Since this is a platforming game there will, of course, be jumping, climbing, and puzzle solving involved. However, PLANET ALPHA keeps things interesting by adding unique gameplay features. One of these features includes the protagonist’s ability to manipulate day and night cycles. This feature unlocks ways to solve puzzles involving planetary alignment as well as patches of vegetation growing up or down a wall. A second interesting gameplay feature involves special areas with low gravity, giving the character the ability to jump higher, jump further, and manipulate the environment to solve problems.
PLANET ALPHA in addition to great gameplay is also visually appealing. There were times when I would find myself stopping to look at the background and wishing there was a way to go deeper inside the world. The game features lush jungles, open grasslands, laboratories, mountain ranges, temples, barren desserts, dark caves, and beautiful waterfalls. Visually speaking, this is one of my top games of 2018.
Something PLANET ALPHA also excels at is the sound effects and soundtrack. I mentioned above that I would occasionally stop to look at the background, but keeping me immersed in the experience were the sounds of insects, the bellowing of alien beasts, the patrolling robotic chatter, and the always appropriate music.
Despite all my praises for the game, I would occasionally find myself frustrated with controls and the occasional puzzle.

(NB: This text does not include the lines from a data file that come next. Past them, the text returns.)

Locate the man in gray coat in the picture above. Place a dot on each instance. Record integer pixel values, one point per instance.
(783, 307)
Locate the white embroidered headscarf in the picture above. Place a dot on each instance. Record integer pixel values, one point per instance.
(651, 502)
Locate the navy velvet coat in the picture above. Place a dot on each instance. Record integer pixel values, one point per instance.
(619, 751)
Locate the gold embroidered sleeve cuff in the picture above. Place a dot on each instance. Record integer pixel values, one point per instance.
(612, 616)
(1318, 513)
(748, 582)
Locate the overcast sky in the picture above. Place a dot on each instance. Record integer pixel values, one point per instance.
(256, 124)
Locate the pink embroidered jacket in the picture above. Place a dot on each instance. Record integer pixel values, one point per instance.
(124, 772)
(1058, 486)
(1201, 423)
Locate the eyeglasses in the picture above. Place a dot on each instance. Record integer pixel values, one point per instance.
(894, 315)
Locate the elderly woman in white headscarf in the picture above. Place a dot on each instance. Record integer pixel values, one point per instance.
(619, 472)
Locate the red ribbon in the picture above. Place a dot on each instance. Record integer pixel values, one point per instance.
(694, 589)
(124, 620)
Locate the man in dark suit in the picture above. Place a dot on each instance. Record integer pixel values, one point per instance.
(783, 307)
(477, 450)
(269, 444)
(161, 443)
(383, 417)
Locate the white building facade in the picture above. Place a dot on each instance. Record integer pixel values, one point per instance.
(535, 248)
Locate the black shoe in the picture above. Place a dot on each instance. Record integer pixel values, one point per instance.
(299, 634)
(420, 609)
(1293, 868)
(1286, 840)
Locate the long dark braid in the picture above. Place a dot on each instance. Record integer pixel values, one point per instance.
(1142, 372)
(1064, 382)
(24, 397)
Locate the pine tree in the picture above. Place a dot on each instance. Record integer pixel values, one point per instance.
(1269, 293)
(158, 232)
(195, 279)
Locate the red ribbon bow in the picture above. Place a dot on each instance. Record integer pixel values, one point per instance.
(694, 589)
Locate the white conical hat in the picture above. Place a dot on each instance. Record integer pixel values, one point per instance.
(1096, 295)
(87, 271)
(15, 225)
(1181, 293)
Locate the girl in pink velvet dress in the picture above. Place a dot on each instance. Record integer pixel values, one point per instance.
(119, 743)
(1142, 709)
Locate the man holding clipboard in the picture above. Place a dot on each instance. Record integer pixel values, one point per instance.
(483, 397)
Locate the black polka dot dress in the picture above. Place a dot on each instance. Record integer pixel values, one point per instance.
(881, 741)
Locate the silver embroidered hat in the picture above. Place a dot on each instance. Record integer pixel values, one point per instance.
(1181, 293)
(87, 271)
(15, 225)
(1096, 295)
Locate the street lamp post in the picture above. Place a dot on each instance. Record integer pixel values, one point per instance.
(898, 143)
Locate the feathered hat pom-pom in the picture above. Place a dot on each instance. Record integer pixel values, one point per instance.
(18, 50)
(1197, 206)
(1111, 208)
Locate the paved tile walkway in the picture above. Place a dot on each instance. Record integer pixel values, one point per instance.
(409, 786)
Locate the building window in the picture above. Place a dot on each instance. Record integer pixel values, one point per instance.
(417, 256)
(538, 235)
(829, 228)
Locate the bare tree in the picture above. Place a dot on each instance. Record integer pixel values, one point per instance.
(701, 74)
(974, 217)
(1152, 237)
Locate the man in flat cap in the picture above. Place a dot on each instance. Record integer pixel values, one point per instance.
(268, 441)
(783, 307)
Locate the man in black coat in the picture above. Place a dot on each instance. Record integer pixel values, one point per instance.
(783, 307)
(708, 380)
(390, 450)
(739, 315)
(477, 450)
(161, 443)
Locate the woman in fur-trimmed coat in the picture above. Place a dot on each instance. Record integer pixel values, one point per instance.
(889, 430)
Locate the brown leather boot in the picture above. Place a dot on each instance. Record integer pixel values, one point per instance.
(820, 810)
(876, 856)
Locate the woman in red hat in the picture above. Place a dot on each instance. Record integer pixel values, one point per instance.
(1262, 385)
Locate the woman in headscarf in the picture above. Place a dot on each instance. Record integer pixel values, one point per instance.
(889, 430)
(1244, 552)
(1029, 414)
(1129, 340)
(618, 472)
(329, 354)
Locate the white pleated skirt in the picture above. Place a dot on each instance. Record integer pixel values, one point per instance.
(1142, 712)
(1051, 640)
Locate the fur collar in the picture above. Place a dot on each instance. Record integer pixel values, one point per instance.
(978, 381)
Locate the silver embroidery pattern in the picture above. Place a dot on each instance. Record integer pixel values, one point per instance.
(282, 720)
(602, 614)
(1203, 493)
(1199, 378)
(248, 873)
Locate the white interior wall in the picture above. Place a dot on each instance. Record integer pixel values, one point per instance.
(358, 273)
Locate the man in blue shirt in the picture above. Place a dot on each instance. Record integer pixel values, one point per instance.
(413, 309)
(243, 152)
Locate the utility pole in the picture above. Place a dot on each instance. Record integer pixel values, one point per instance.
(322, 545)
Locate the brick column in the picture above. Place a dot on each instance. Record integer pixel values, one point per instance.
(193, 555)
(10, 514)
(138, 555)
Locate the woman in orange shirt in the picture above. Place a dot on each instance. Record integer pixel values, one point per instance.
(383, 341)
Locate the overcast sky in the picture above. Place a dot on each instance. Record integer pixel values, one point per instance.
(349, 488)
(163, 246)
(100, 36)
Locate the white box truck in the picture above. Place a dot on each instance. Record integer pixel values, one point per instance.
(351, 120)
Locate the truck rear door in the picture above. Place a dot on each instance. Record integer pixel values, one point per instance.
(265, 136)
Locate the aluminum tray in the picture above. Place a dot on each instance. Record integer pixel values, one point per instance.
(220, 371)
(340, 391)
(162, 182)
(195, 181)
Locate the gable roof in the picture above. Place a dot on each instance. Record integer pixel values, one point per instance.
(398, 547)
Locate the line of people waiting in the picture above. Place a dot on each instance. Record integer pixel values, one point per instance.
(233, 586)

There were times when I would experience sequences of serious input lag. I would press my keyboard and by the time the protagonist moved, it would be too late and my character would be dead. As far as the puzzles go, they are all well designed, creative, and fun to solve. However, my frustration would come from not seeing an item to manipulate for a puzzle or ledge to jump on or button to press. Again, these are minor complaints.
Overall PLANET ALPHA was a wonderful game and I thoroughly enjoyed my time with it. The minimal story, level design, gameplay mechanics, visual and audio fidelity are all top notch. In a time where AAA games get all the praise, this is indie that shines just as bright. It’s not every day when I fire up my pc or console and feel my face smiling from ear to ear, but PLANET ALPHA did.